Jabal Akhdar en quatre quatre

Un matin, n’y tenant plus, j’ai marché dans la direction des montagnes. Jabal Akhdar, « la Montagne verte ».

Je ne voulais pas attendre d’avoir une voiture, ni de profiter d’une éventuelle virée d’amis. Je désirais fouler ces monts qui décorent mon cadre de vie. Voir. Savoir. Marcher pour voir ce qui se passe derrière l’énorme façade qui barre la vue. Ces montagnes me narguaient, elles me regardaient d’un petit air mutin, comme pour dire « viendras-tu ? »

Tentatrices, séductrices, elles feignaient l’indifférence en faisant chatoyer leurs couleurs.

Dès que je sors de chez moi et emprunte la route, une voiture s’arrête à ma hauteur pour m’épargner une marche inutile. Je ne suis même plus surpris, tellement cela m’arrive souvent. Au village de Birkat el Mawz, c’est un jeune homme au volant d’un 4×4 pourriéreux qui m’interpelle. Il me demande où je vais. « Jabal Akhdar » lui dis-je, les yeux fixés sur la crête. Il propose de m’emmener. Nous négocions un prix pour une visite guidée de quelques heures, toute la journée si je le désire. Zaha est libre, et le prix que nous avons arrêté est supérieur aux émoluments de quelques jours de travail pour lui.

Le problème pour Zaha est que je n’ai pas un sou en poche et que ma carte bancaire française ne fonctionne pas dans les banques de Birkat al Mawz. Il accepte quand même de m’emmener en montagne, assurant que nous trouverons une solution, si Dieu le veut.
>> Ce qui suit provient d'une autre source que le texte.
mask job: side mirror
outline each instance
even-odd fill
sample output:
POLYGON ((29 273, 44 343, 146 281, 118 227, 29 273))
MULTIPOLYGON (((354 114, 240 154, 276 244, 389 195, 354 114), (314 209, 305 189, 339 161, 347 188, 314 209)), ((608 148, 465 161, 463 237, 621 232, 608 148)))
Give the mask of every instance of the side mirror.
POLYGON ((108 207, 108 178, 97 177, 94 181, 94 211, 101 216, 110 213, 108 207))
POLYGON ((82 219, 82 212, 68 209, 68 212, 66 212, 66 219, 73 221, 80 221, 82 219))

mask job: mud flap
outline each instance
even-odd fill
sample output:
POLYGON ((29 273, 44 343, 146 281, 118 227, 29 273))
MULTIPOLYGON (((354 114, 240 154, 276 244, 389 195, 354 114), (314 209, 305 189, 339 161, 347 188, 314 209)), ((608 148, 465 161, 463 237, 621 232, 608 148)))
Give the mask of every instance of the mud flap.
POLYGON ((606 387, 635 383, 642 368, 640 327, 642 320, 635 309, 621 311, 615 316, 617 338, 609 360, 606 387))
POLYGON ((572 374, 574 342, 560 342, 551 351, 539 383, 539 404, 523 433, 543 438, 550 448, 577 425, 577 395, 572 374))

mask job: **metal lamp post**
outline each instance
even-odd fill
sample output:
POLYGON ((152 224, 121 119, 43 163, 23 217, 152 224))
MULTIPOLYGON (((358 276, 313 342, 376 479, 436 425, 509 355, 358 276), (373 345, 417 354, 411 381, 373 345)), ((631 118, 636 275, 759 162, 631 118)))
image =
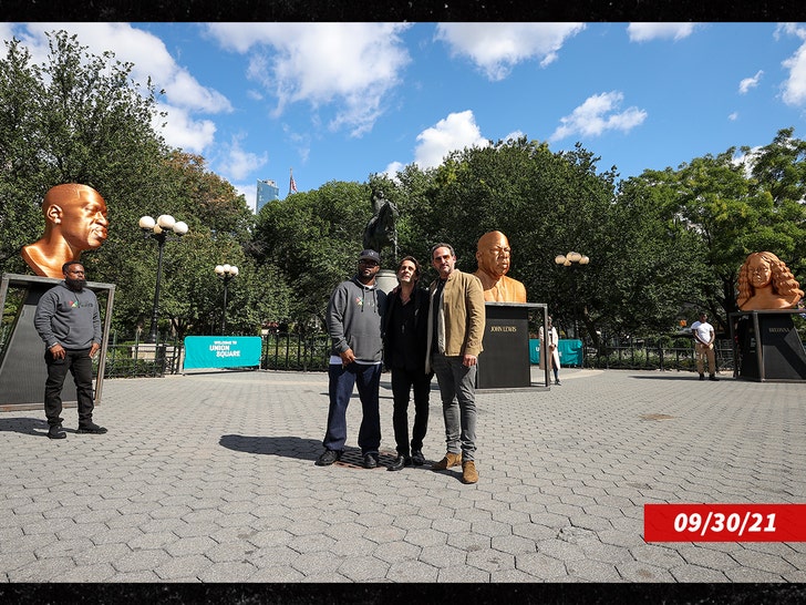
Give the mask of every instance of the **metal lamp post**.
MULTIPOLYGON (((570 267, 570 268, 580 268, 585 267, 588 263, 590 263, 590 258, 587 257, 583 254, 579 254, 577 252, 569 252, 568 254, 559 254, 555 257, 555 263, 559 267, 570 267)), ((579 305, 579 285, 577 280, 574 280, 574 337, 579 338, 579 314, 578 314, 578 305, 579 305)))
POLYGON ((159 280, 163 275, 163 248, 166 242, 179 239, 187 233, 187 224, 175 221, 169 214, 161 214, 156 221, 151 216, 143 216, 140 219, 140 228, 143 229, 145 238, 156 239, 159 250, 157 256, 157 284, 154 288, 154 305, 152 307, 152 325, 148 330, 146 342, 157 341, 157 320, 159 318, 159 280), (175 237, 170 237, 174 234, 175 237))
POLYGON ((224 309, 221 311, 221 336, 227 329, 227 289, 232 278, 238 275, 238 267, 235 265, 216 265, 216 275, 224 279, 224 309))

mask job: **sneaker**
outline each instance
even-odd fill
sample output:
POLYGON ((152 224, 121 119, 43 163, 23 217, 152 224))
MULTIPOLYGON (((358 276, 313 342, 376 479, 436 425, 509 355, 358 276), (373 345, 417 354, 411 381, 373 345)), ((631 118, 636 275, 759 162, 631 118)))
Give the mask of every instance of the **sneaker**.
POLYGON ((475 483, 478 481, 478 471, 473 460, 462 463, 462 483, 475 483))
POLYGON ((324 450, 322 455, 317 458, 317 466, 330 466, 333 462, 341 459, 341 451, 324 450))
POLYGON ((64 439, 65 437, 68 437, 68 433, 64 432, 61 424, 52 424, 48 429, 48 439, 64 439))
POLYGON ((364 469, 374 469, 378 466, 378 454, 365 453, 364 454, 364 469))
MULTIPOLYGON (((370 454, 366 454, 370 455, 370 454)), ((405 454, 397 454, 397 458, 394 459, 394 462, 392 462, 389 466, 386 466, 388 471, 400 471, 404 466, 409 466, 412 463, 411 457, 407 457, 405 454)))
POLYGON ((76 432, 89 434, 104 434, 106 432, 106 429, 104 429, 103 427, 99 427, 94 422, 87 422, 86 424, 79 424, 79 430, 76 432))
POLYGON ((443 458, 440 462, 434 462, 431 465, 431 470, 444 471, 445 469, 450 469, 451 466, 458 466, 459 464, 462 464, 462 454, 447 452, 445 454, 445 458, 443 458))

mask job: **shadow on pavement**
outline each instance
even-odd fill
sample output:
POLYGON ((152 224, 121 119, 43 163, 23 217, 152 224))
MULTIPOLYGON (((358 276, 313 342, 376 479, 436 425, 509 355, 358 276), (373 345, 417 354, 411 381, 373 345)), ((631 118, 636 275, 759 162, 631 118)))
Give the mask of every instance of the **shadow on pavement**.
POLYGON ((45 437, 48 434, 48 421, 41 418, 0 418, 0 431, 45 437))
MULTIPOLYGON (((45 424, 45 428, 48 425, 45 424)), ((225 434, 221 435, 219 444, 228 450, 236 452, 247 452, 265 455, 282 455, 286 458, 297 458, 299 460, 310 460, 314 462, 319 454, 322 453, 322 442, 318 439, 303 439, 300 437, 251 437, 244 434, 225 434)), ((386 470, 386 466, 394 462, 397 452, 390 450, 381 450, 378 458, 378 469, 386 470)), ((406 469, 431 470, 432 460, 426 460, 423 466, 406 466, 406 469)), ((349 466, 363 469, 363 458, 359 448, 344 448, 341 459, 333 464, 334 466, 349 466)), ((459 473, 461 475, 462 473, 459 473)))
MULTIPOLYGON (((698 382, 699 381, 698 375, 682 375, 682 376, 678 376, 678 375, 659 373, 659 375, 652 375, 652 376, 647 376, 647 375, 643 375, 643 376, 631 376, 630 378, 636 378, 638 380, 686 380, 686 381, 691 381, 691 382, 698 382)), ((720 380, 733 379, 732 376, 717 376, 716 378, 719 378, 720 380)), ((705 380, 703 382, 712 382, 712 381, 710 381, 707 379, 707 376, 706 376, 705 377, 705 380)))

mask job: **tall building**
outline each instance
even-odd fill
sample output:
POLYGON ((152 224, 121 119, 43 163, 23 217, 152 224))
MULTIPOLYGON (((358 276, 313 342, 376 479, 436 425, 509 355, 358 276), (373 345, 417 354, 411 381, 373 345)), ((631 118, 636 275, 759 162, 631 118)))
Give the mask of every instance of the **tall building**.
POLYGON ((280 187, 277 186, 277 182, 271 180, 260 181, 258 180, 258 199, 255 204, 255 213, 259 213, 269 202, 280 199, 280 187))

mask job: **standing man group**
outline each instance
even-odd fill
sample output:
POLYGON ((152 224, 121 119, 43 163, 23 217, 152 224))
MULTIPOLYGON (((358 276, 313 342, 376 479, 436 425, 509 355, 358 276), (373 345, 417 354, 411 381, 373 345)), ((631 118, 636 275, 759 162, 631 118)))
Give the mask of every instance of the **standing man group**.
POLYGON ((62 388, 68 371, 73 375, 79 406, 80 433, 105 433, 92 421, 92 358, 101 348, 101 314, 95 293, 86 287, 84 266, 70 260, 62 266, 64 281, 44 293, 37 305, 33 325, 44 341, 48 379, 44 413, 48 437, 64 439, 62 388))
POLYGON ((462 481, 476 483, 475 384, 485 327, 484 290, 473 274, 456 268, 450 244, 437 244, 431 262, 438 277, 428 290, 417 286, 420 266, 413 257, 401 260, 397 287, 389 297, 375 284, 380 255, 365 249, 359 271, 342 281, 328 304, 328 332, 332 340, 330 408, 317 465, 341 459, 347 441, 347 408, 358 382, 363 417, 359 447, 366 469, 378 466, 381 444, 379 387, 382 351, 392 371, 397 471, 424 464, 423 439, 427 430, 431 377, 436 375, 445 421, 445 457, 432 465, 441 471, 462 465, 462 481), (409 441, 407 408, 414 391, 414 428, 409 441))
POLYGON ((714 357, 714 339, 716 338, 716 334, 714 332, 714 327, 709 324, 709 317, 704 311, 700 312, 700 320, 691 325, 691 335, 694 337, 696 371, 700 372, 700 380, 705 380, 703 358, 709 360, 709 380, 719 380, 716 378, 716 359, 714 357))

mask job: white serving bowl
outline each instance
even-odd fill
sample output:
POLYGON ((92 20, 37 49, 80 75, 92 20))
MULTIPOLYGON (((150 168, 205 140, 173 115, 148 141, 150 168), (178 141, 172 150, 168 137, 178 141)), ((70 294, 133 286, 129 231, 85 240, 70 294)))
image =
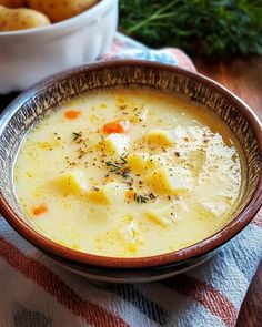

Je m’en remets au créateur de toute chose et prends place dans la vieille voiture de Zaha.

Au bout de quelques kilomètres, un barrage de police vérifie que toutes les voitures sont bien munies de quatre roues motrices. Cela promet. Le long de la côte, d’imposants ouvrages d’art modifient la montagne : il s’agit de routes d’urgence pour les véhicules qui verraient leurs freins défaillir.

Ces routes n’ont pourtant pas rien d’exceptionnellement dangereux, comparées aux routes du Massif central ou des Alpes. Zaha m’explique que ce sont les Omanais qui n’ont pas l’habitude. Ici, soit les gens viennent de la montagne, comme lui qui revendique d’être un authentique descendant des tribus du Jabal Akhdar, soit on vient de la plaine et on ne s’aventure pas dans les hauteurs. C’est avec le développement du tourisme que l’on a commencé à aller visiter les villages, les cultures, les rivières.

Zaha parle beaucoup, son anglais est « cassé ». Il lance des mots et c’est à l’interlocuteur d’y trouver un ordre possible. Il parle souvent de dinger, je suppose qu’il s’agit d’une profession, quelque chose comme mineur, ou terrassier, quelqu’un qui casse la roche pour construire. Un peu partout, il y a des dingers. Plus tard, je comprends qu’il veut dire danger, mais il prononce tous les sons j en g.

C’est pourquoi il dit Gabal Akhdar au lieu de Jabal Akhdar. C’est la prononciation qui fait consensus d’ailleurs. La lettre J est prononcée G en Oman.

Quand la route descend, Zaha conduit en deuxième. Le moteur rugit, je lui demande pourquoi il ne passe pas la troisième ou la quatrième. Grave erreur me dit-il. En montagne il faut conduire en low gear, et utiliser les freins le moins possible, c’est ce qui est écrit un peu partout sur les panneaux de signalisation. Il m’a semblé qu’on craignait plus que tout le lâchage des freins.

On a tracé dans les montagnes une sorte de route touristique, empruntée par tout le monde, en particulier les riches Qatari et Emirati qui font rugir leur gigantesque bolide. Zaha les traite de maboules. Les bolides forment des « bulles climatisées », pour reprendre le terme de l’écrivain Antonin Potoski.

Il faut imaginer les hauts plateaux parcourus de bulles motorisées, objets frigorifiés pour une humanité pseudo-isolée, flottant tranquillement d’un village à l’autre dans le ciel bleu.

2 commentaires sur “Jabal Akhdar en quatre quatre

  1. J’ai un peu de mal à imaginer à quoi la montagne d’Oman ressemble, alors que j’ai la parole du conteur. Je crois sentir le parfum d’un pays qui a décidé de ne pas vouloir agir sur le monde, d’accepter d’être un spectacle pour les autres qui s’y promènent sans le toucher, un peu comme la France future de « La carte et le territoire » de Houellebecq. Quand les cours vont-ils commencer ? si j’y étais ce seraient les étudiants qui me donneraient la réponse.